一方、小型株指数には今年に入ってから、一足先に高値を更新しているものもあります。当面は、海外景気の影響を受けにくい、小型の好業績株の方が買われやすい地合いが続くと予想しています。

(1)日経平均は18,000円を前に一進一退

日経平均の動き:2013年1月4日~2015年2月9日

昨年12月に一時18,000円を超えた日経平均は、その後、調整して17,000円台で一進一退となっています。図でご覧いただける通り、三角もちあいを形成しています。ただし、テクニカル分析でみて、この三角もちあいは強基調です。上値を抑えている線がなだらかに下降しているのに対し、下値を支えている線の上昇角度は急だからです。あくまでもテクニカル分析ですが、このもちあいは先行き上放れる可能性が高いと見ることができます。
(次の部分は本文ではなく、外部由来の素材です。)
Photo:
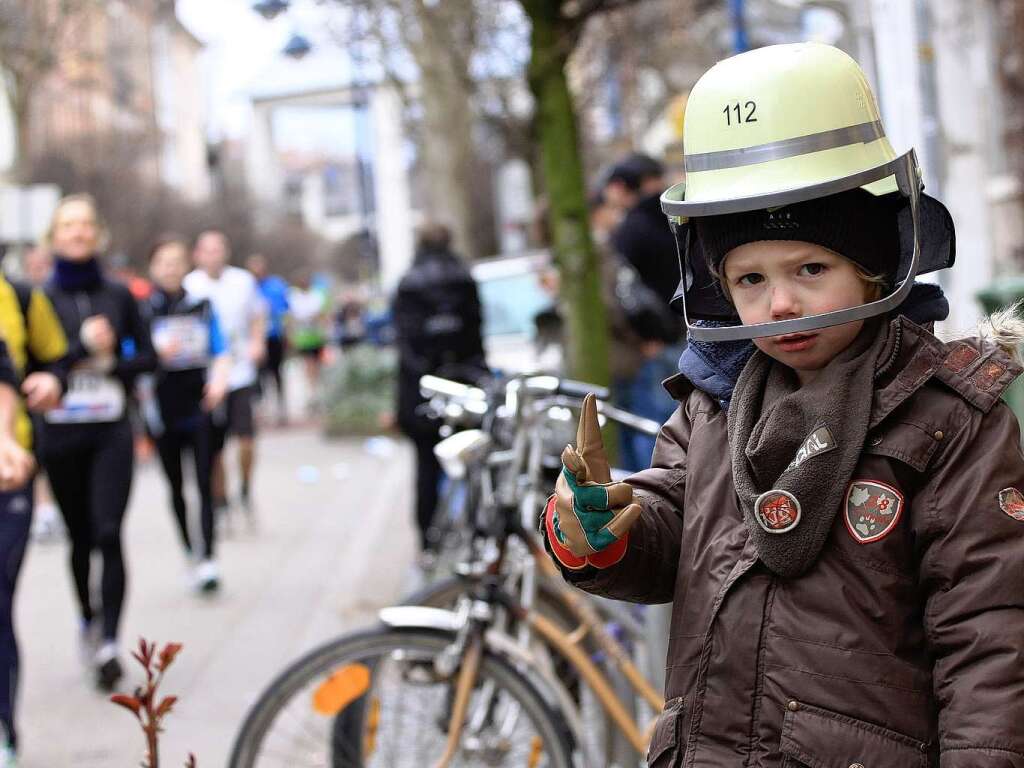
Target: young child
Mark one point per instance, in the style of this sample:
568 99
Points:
836 509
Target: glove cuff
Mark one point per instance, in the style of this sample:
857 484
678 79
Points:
602 559
562 554
610 555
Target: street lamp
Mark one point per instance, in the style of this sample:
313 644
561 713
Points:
270 8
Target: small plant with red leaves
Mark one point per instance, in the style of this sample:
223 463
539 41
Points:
145 704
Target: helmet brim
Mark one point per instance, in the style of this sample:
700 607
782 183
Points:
927 244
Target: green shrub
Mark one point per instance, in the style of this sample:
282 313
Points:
359 391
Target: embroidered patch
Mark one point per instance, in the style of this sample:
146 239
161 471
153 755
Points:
819 441
986 376
776 511
962 356
872 509
1012 502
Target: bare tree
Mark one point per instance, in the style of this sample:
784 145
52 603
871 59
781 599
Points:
557 28
459 65
33 33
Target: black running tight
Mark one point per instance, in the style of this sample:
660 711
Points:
90 470
171 444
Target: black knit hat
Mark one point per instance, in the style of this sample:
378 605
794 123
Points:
855 224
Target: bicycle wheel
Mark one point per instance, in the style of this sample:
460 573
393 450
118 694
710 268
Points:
376 699
600 731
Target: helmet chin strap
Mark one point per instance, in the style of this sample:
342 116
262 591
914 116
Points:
906 174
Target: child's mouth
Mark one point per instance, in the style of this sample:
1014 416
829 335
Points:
795 342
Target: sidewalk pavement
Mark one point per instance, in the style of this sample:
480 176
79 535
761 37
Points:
334 543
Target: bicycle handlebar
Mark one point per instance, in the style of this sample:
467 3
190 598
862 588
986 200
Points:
565 392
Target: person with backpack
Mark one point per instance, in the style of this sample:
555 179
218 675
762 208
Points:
437 322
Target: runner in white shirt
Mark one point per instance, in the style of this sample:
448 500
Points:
241 309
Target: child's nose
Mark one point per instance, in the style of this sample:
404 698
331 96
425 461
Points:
783 303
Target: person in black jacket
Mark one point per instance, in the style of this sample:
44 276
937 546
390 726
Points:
644 241
437 331
86 442
643 237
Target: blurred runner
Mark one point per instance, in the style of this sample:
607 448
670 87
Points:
241 311
190 383
274 292
86 442
33 351
37 266
123 270
308 337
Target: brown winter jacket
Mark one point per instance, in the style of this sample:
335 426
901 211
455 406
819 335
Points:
904 650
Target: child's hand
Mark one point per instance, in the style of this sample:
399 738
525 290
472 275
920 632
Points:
591 512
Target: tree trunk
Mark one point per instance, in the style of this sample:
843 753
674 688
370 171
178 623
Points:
587 338
17 96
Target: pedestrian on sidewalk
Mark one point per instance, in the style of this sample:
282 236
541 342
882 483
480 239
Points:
437 331
190 384
836 509
86 442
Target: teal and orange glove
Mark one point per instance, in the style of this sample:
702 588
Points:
588 517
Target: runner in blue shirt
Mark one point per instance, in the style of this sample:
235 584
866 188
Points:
274 290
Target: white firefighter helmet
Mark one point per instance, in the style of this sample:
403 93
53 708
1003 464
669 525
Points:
781 125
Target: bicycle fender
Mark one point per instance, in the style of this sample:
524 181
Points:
420 616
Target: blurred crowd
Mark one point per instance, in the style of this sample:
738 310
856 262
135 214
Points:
102 365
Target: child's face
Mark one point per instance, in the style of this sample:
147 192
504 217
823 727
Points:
782 280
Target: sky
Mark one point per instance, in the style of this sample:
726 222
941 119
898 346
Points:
243 57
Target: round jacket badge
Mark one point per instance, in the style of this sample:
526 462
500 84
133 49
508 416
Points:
777 511
1012 502
871 510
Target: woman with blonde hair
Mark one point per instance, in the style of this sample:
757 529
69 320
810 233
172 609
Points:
86 442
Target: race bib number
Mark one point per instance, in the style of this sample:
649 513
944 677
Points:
90 397
187 339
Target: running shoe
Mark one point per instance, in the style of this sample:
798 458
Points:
108 667
207 577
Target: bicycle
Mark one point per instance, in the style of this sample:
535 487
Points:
497 699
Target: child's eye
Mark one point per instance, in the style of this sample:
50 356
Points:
812 268
751 279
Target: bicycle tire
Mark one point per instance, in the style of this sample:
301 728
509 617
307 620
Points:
318 664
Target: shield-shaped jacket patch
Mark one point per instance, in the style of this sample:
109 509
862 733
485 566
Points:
871 510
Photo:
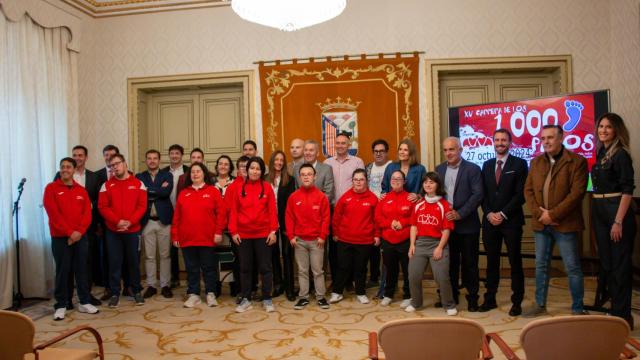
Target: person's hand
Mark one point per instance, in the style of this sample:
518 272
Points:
217 239
616 232
437 253
452 215
545 218
271 239
236 239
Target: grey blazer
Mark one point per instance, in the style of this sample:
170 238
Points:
324 179
467 195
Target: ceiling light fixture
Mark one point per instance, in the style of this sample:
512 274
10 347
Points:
288 15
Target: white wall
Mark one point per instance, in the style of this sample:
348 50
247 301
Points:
602 36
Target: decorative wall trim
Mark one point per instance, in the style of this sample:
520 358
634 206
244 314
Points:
434 67
45 14
177 82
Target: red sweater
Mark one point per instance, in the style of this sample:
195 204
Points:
394 206
308 214
199 215
429 218
68 208
123 200
353 218
252 216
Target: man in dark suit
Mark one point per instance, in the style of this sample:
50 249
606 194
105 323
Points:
156 224
463 183
89 180
503 178
176 168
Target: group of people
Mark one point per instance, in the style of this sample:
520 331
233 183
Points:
353 215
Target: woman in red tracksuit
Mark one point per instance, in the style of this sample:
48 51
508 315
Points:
69 209
253 223
393 218
198 221
355 233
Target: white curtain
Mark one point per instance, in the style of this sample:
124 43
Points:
38 99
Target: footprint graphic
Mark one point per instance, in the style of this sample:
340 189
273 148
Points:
574 112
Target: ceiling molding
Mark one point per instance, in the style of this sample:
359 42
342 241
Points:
109 8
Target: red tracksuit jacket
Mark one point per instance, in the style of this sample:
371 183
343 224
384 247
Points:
123 200
394 206
199 215
68 208
252 216
429 218
308 214
353 218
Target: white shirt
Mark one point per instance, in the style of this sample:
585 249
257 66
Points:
176 175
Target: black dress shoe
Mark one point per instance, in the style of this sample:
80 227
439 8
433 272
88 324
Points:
94 301
472 305
516 310
487 305
166 292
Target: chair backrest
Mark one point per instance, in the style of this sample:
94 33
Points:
431 338
575 337
16 335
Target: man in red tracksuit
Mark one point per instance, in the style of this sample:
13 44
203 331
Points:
122 203
69 209
355 231
307 221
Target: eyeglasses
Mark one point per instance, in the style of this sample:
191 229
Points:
114 164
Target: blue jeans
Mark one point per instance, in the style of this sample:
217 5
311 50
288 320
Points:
567 244
123 247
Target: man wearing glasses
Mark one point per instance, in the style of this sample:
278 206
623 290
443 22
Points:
122 203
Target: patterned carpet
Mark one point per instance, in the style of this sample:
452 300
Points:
163 329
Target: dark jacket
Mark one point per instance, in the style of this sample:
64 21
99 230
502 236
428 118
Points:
507 196
158 195
467 195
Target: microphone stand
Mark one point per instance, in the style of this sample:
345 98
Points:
18 297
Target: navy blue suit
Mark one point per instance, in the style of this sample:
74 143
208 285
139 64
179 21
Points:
158 195
465 238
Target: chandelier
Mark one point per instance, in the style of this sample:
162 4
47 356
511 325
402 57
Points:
288 15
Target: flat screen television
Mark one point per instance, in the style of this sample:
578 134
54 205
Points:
576 113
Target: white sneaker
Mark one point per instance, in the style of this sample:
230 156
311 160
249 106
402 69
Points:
88 309
335 298
244 306
192 301
59 314
268 306
211 300
385 301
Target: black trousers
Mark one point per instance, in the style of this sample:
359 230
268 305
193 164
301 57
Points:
352 259
615 257
257 250
395 257
464 251
493 236
70 260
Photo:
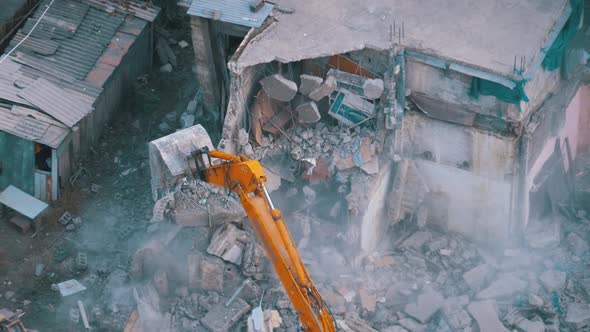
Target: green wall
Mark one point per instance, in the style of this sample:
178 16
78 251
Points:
18 163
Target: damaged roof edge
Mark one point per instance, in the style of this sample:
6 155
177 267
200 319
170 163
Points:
233 64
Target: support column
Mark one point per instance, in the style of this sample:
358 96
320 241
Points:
204 61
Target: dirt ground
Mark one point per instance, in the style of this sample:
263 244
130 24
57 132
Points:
110 217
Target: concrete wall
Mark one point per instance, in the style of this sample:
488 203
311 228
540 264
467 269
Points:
449 86
374 223
479 207
451 145
575 128
243 88
454 87
204 61
584 122
479 197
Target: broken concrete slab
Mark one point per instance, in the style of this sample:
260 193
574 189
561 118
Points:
221 318
506 285
459 320
578 315
228 242
552 280
427 304
524 324
417 240
279 88
486 316
309 83
211 273
479 276
308 113
412 325
192 266
324 90
373 88
544 234
576 244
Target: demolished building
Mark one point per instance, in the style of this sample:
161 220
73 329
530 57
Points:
473 118
61 81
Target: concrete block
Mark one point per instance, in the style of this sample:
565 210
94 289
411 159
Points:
412 325
479 276
221 318
324 90
228 242
211 273
373 88
486 316
553 280
505 286
192 265
426 306
279 88
458 320
576 244
161 283
578 315
309 83
308 113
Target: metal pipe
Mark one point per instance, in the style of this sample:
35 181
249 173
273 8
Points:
272 207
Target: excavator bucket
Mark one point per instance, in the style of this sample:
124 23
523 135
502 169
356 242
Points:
169 158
(2)東証二部指数・東証一部小型株指数は1月に高値更新

東証二部指数は、日経平均が調整する中、1月に高値を更新しました。足元、やや調整していますが、上昇基調は崩れていません。東証二部株には、内需株が多いことが関係しています。東証一部の大型株が海外の不安要因からやや上値が重くなる中、東証二部上場の小型株は、国内景気の回復を反映して、見直し買いが入りやすくなっています。

東証二部指数の動き:2013年1月4日~2015年2月9日

東証一部の小型株指数も1月に高値を更新しています。大型株の上値がやや重くなる中、好業績の小型株が見直されています。
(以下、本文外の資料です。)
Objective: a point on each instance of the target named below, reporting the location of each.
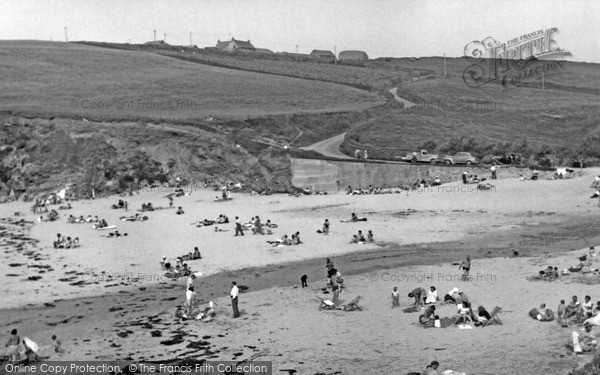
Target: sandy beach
(419, 236)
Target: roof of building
(322, 52)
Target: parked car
(508, 159)
(420, 157)
(460, 158)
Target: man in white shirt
(234, 300)
(238, 226)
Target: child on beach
(395, 298)
(57, 345)
(465, 265)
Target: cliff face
(39, 155)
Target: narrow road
(329, 147)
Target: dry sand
(541, 219)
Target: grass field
(60, 79)
(563, 120)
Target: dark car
(460, 158)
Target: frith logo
(514, 63)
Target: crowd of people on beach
(63, 242)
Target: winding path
(329, 147)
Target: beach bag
(31, 345)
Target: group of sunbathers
(136, 217)
(584, 266)
(586, 314)
(63, 242)
(147, 207)
(181, 268)
(360, 238)
(222, 219)
(120, 204)
(577, 311)
(464, 314)
(258, 227)
(101, 224)
(81, 220)
(225, 195)
(294, 239)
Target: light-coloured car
(460, 158)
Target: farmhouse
(234, 45)
(322, 54)
(353, 55)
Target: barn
(353, 55)
(322, 54)
(234, 45)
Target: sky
(394, 28)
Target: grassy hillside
(555, 125)
(71, 80)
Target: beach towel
(31, 345)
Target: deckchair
(493, 317)
(353, 305)
(327, 304)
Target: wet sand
(280, 321)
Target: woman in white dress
(431, 295)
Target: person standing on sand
(57, 345)
(432, 368)
(13, 346)
(465, 265)
(238, 227)
(419, 294)
(395, 298)
(234, 300)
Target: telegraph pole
(335, 55)
(445, 71)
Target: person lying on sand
(116, 234)
(296, 239)
(354, 219)
(571, 310)
(584, 341)
(358, 238)
(482, 316)
(542, 313)
(465, 314)
(449, 297)
(428, 316)
(196, 254)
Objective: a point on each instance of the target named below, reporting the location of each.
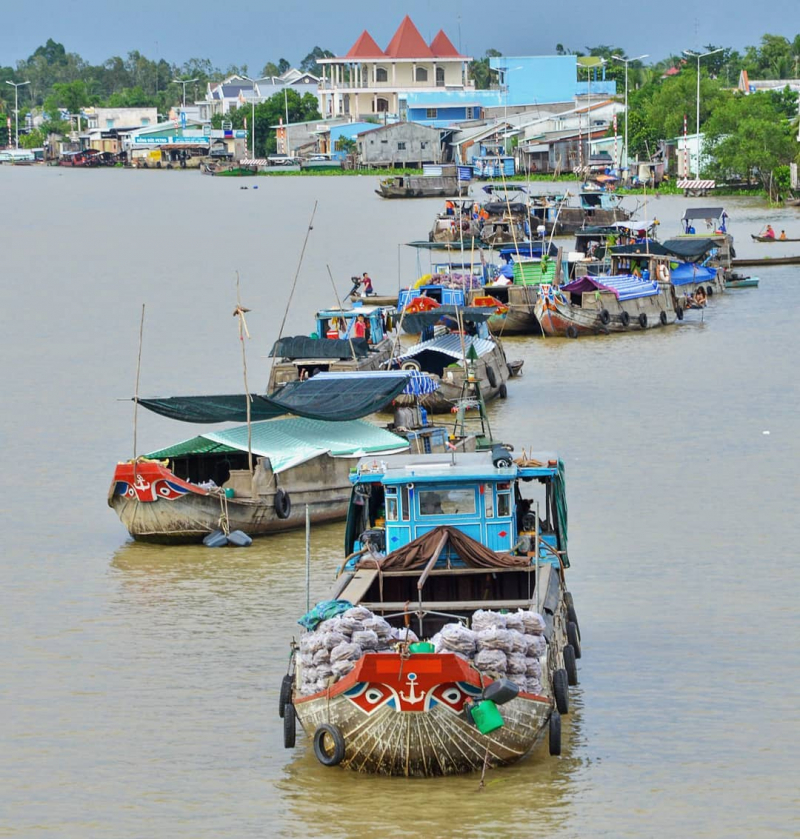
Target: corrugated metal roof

東証一部小型株指数の動き:2013年1月4日~2015年2月9日

(3)日経ジャスダック平均も上昇基調

日経ジャスダック平均の動き:2013年1月4日~2015年2月9日

(4)東証マザーズ変調

小型株指数は、総じて大型株指数より好調ですが、小型株指数の中で唯一、弱基調となっているのが、東証マザーズ指数です。

東証マザーズ指数の動き:2013年1月4日~2015年2月9日

東証マザーズ指数は、以下の3点から弱基調です。

  • 足元の三角もちあいで、上値を抑える線の下げ角度が、下値を支える線の上昇角度よりも急である。
  • 2013年・2014年の高値を抜けていない。
  • 成長期待から株価が急騰し、割高になっている銘柄が多いと考えられる。

(注:弊社アナリスト今中は、東証マザーズ上場のミクシィ(2121)については、売られ過ぎで割安と判断しています。
ミクシィ以外の東証マザーズ上場株については割高な銘柄が多いと考えています)

(5)東証マザーズ以外の小型株に注目

当面は、流れに逆らわず、東証マザーズ以外の小型株に、積極投資しても良いのではないかと考えています。東証マザーズ株に投資価値がないと考えているわけではありません。あくまでも、短期的な投資資金の流れを考えての判断です。

東証マザーズには成長期待が高いものの、足元の売上や利益水準が低い銘柄が多くなっています。日本企業の業績回復が本格化しない間に、成長期待の高い東証マザーズ株の人気が沸騰するのはよくあることです。2013年がそういう年でした。東証マザーズ指数の上昇率が、他の小型株指数と比べて突出して高くなりました。

ところが、2014年の後半以降、日本の企業業績の本格的な回復が視野に入ってきてからは、投資資金の流れが変わっています。投資資金は、マザーズ市場から流出して、相対的に割安なジャスダック・東証二部や東証一部上場の小型株に向かい始めています。当面、この流れが続くと考えられます。東証マザーズに集中投資している投資家は、投資資金の一部をジャスダックや東証二部、あるいは東証一部小型株に分散することも考えた方がいいと思います。